Across these chapters, brief clinical vignettes are used to highlight important aspects of the treatments or areas of research being discussed. These are taken directly from my clinical experience over the years, managing patients with these modalities in clinical practice and in research trials.


The history and context of the therapeutic area under discussion are addressed in each chapter, along with some of the controversies and challenges that have emerged over time. There is an intent that some of these chapters will open the eyes of patients to the availability, efficacy, and tolerability of novel treatments such as rTMS, which are underused in certain areas of clinical practice.


The book ends with a series of practical suggestions for patients beginning, or who have already embarked on, the journey of treatment for depression. It includes what these patients should expect when being assessed, what to anticipate when commencing treatment, and the sorts of important questions to explore with their treating clinicians.

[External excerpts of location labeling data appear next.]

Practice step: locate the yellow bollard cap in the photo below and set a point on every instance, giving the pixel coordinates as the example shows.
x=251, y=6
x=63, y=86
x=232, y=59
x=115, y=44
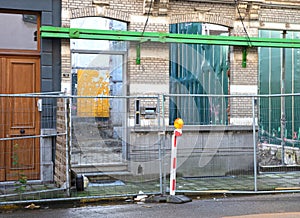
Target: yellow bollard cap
x=178, y=123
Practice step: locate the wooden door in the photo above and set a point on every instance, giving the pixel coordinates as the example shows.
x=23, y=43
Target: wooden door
x=20, y=156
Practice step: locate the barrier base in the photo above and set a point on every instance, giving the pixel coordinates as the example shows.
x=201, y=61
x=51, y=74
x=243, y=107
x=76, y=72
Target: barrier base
x=175, y=199
x=178, y=199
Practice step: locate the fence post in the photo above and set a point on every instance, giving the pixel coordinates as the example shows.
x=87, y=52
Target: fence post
x=68, y=102
x=254, y=144
x=178, y=123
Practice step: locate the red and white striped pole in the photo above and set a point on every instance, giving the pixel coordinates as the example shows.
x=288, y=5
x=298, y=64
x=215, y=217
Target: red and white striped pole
x=178, y=123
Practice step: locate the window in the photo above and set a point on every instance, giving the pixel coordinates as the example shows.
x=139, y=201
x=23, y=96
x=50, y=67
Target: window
x=198, y=69
x=19, y=31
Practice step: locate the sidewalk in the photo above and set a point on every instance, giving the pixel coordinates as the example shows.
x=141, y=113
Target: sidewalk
x=267, y=182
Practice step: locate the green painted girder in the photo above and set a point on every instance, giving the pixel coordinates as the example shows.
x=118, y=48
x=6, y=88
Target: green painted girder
x=162, y=37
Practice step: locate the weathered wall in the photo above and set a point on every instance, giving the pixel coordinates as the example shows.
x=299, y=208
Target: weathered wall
x=154, y=68
x=152, y=75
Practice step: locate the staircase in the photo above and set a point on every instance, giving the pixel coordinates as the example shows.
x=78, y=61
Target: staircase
x=96, y=149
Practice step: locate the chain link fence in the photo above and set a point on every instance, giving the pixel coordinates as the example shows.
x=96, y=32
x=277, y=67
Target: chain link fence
x=100, y=146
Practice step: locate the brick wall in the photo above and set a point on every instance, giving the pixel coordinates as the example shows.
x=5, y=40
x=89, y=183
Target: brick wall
x=154, y=69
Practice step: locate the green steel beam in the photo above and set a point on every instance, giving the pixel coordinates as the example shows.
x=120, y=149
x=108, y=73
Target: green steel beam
x=73, y=33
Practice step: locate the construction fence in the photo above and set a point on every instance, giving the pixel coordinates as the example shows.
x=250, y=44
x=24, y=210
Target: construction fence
x=56, y=146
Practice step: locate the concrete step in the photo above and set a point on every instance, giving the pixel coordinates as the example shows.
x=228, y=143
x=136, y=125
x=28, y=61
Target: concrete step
x=99, y=168
x=278, y=168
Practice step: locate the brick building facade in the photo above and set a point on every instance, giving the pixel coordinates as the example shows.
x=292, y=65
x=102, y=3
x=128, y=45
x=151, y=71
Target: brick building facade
x=256, y=15
x=152, y=76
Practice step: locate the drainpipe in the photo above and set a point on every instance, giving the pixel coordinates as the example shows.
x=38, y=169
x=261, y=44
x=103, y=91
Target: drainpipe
x=282, y=98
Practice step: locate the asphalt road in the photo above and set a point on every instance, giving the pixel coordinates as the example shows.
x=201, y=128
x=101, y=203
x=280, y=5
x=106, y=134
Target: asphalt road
x=263, y=206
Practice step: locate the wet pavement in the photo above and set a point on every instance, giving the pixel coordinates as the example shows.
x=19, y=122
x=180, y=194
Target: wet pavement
x=265, y=206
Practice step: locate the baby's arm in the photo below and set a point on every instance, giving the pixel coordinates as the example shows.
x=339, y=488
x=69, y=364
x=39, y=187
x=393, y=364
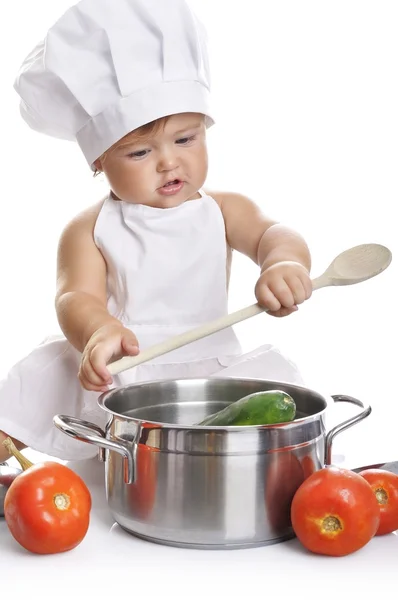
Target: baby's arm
x=81, y=303
x=281, y=253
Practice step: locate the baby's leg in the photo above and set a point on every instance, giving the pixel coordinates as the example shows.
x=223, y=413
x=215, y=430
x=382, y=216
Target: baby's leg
x=4, y=454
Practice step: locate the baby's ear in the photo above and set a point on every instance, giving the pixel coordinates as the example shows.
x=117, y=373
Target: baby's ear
x=98, y=166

The book aims to help them become actively engaged in their treatment, to understand what is being proposed, and to understand this, as well as the alternatives, in a way that allows them to make meaningfully considered decisions. As such, I am hoping to make our patients more genuine participants and drivers of their care—to be able to work with their treating clinicians in an informed and up-to-date manner.


In particular, I hope the book encourages individuals with depression to “set the bar high” in regard to their treatment and recovery. Ultimately, the goal of treatment should be not just an improvement in symptoms but meaningful wellness. The pathway to this end may be a challenging one, but it is possible for many—if not most—individuals to get there. If these individuals are stuck in treatment (if, for example, they have been taking a medication for some time without optimal response), they should advocate for change and should have an expectation of fully engaged and proactive therapy.

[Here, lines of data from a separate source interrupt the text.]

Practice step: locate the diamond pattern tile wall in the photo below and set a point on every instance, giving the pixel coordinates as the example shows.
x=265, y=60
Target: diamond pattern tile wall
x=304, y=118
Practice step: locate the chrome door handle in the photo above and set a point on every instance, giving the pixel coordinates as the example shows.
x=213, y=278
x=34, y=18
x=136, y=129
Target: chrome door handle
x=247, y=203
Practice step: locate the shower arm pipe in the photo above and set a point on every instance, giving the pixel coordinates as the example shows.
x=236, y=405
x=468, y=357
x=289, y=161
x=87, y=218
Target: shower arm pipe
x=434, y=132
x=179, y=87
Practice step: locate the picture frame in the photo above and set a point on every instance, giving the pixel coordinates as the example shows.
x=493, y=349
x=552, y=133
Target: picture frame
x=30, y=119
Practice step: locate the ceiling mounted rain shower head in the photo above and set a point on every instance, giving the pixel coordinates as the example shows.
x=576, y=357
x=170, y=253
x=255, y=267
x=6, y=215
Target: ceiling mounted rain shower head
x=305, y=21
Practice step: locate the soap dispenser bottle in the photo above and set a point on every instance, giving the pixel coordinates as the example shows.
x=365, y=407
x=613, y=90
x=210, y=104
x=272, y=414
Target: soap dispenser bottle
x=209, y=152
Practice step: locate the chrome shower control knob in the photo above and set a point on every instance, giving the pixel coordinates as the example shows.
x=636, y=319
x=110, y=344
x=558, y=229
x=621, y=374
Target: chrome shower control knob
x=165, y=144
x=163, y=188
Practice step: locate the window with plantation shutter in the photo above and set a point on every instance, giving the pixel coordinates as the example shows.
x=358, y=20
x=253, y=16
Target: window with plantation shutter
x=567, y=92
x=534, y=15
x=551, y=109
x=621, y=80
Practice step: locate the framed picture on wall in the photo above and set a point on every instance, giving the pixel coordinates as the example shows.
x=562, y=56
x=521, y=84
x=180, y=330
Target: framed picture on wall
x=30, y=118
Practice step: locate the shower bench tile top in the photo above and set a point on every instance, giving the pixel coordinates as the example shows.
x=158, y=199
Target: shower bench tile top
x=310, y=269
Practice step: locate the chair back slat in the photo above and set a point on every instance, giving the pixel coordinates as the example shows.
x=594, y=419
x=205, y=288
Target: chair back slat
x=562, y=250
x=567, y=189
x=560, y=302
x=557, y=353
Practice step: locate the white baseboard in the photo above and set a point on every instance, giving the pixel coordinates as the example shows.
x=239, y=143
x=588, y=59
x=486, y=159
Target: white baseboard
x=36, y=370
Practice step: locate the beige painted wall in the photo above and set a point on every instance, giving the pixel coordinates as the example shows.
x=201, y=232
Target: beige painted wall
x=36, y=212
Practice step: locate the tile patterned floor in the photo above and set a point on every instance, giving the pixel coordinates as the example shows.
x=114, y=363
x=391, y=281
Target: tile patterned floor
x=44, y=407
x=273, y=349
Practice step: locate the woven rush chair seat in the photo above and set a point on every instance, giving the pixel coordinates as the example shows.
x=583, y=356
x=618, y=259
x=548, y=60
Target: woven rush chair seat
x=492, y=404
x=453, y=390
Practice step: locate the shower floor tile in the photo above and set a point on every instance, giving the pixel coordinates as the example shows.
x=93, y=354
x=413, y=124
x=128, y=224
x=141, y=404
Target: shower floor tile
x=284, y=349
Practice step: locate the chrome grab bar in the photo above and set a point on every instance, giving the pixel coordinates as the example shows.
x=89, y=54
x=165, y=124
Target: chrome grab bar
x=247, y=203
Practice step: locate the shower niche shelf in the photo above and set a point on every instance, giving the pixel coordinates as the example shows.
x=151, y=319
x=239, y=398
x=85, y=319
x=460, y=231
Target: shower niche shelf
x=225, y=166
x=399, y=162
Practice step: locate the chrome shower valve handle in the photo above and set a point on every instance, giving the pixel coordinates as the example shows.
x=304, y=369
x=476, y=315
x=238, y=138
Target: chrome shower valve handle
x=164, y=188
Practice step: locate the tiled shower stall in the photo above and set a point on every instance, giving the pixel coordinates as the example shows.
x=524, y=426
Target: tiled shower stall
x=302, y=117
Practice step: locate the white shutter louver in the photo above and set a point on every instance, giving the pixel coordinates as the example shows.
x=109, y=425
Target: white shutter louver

I wrote this book because of the patients who have been coming to me for help for many years. Because of the patients who have been treated with 3 or 4 selective serotonin reuptake inhibitors (SSRIs) in a row, but nothing else. Because of those who were prescribed a single antidepressant that was not working for months, if not years, at a time. Because of those who spent many hours in psychotherapy, but probably only received some form of supportive counseling despite the fact that they continued to suffer the travails of their condition. Because of those who had been told that “rTMS is a sham” or that “all ECT will do is cause brain damage.”


There are many fantastic doctors and therapists out there helping patients with depression who provide excellent all-around care. However, there are also some who remain quite conservative and limited in their scope of practice, who predominantly practice psychopharmacology or psychotherapy, and who are not willing or able to recommend or discuss other treatment options.


All patients with depression deserve to understand all of their treatment options and to be able to weigh how these options may or may not be relevant to them. These patients also deserve some sense of hope for the future, and I hope Curing Stubborn Depression can provide some of both to them.